Et les cosmétiques, alors là, c’est le top. Parce qu’on nous vend des produits qu’on ne peut pas toujours essayer. Un shampoing par exemple, celui qui graisse les cheveux, tout pourri mais qu’on ne jette pas – mais non, la bouteille est neuve quand même. Ou d’autres qu’on ne peut jamais finir (le vernis à ongle, qui a déjà fini un vernis ?). Et les produits ménagers miracles.

Et il reste des objets “à réparer”. (Soit on en a besoin, et je les répare. Soit je n’en ai que faire et c’est devenu un déchet, il doit partir.)

Alors, voilà, le constat lamentable: mes propres placards sont à l’image de ce débordement. J’ai déjà commencé cet été, avec les placards de linge, le garage, la cave. Il y a quelques semaines, j’ai commencé à alléger la salle de bain. J’ai fait aujourd’hui une partie de mes affaires dans ma chambre. Cela prendra le temps qu’il faut, mais je vais alléger la maison. Garder l’essentiel. Quelques souvenirs quand même, mais le reste, je le donnerai. Avis aux amateurs.

Et quand ce sera fait, chaque objet aura de l’importance. On apprendra à faire plus attention.

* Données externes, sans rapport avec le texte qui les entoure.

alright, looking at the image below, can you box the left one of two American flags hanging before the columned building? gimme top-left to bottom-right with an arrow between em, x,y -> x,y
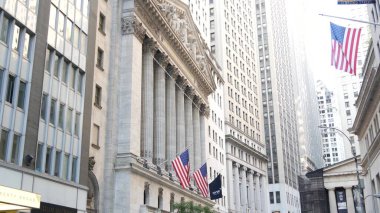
172,149 -> 190,188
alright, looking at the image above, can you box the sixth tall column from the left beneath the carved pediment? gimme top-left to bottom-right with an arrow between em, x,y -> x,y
193,96 -> 203,170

Je pense aussi au moment où les enfants s’installeront dans quelques temps et qu’il y a des choses à garder pour leur premier “lot”. Mais peut-être seront-ils contents eux aussi d’avoir choisi leurs affaires? Peut-être que ce que je fais aujourd’hui leur permettra demain d’être plus économes, plus vigilants?

Je ne suis pas extrémiste quand même. Je ne suis pas militante non plus. Et je ne vivrai pas en ayant plus qu’un sac de mes affaires, dans un intérieur blanc deshabité. Mais il y a du changement, de la “mutation” dans l’air: voir et trier.

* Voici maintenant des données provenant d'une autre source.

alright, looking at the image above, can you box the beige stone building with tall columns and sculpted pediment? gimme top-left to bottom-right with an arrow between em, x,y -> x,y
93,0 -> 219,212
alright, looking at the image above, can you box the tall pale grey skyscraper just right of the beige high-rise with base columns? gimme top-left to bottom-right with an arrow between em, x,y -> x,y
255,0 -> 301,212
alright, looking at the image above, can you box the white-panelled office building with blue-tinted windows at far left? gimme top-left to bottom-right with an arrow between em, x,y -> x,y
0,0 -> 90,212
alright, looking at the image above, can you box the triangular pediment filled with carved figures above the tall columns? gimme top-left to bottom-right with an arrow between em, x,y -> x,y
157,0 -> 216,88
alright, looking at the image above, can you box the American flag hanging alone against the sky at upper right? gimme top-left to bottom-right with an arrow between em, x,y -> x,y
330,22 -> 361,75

Un article pour ceux qui veulent comprendre: “J’ai testé l’art du vide” !!

Résolution n°5: arrêter de garder un objet pour “au cas où”.

Résolution n°6: arrêter de remplir et n’acheter que le nécessaire.

Résolution n°7: Penser que je peux y arriver “à la petite semaine”

Résolution n°8: se sevrer des objets “doudous”.

Résolution n°9: refuser échantillons et sachets dans les magasins.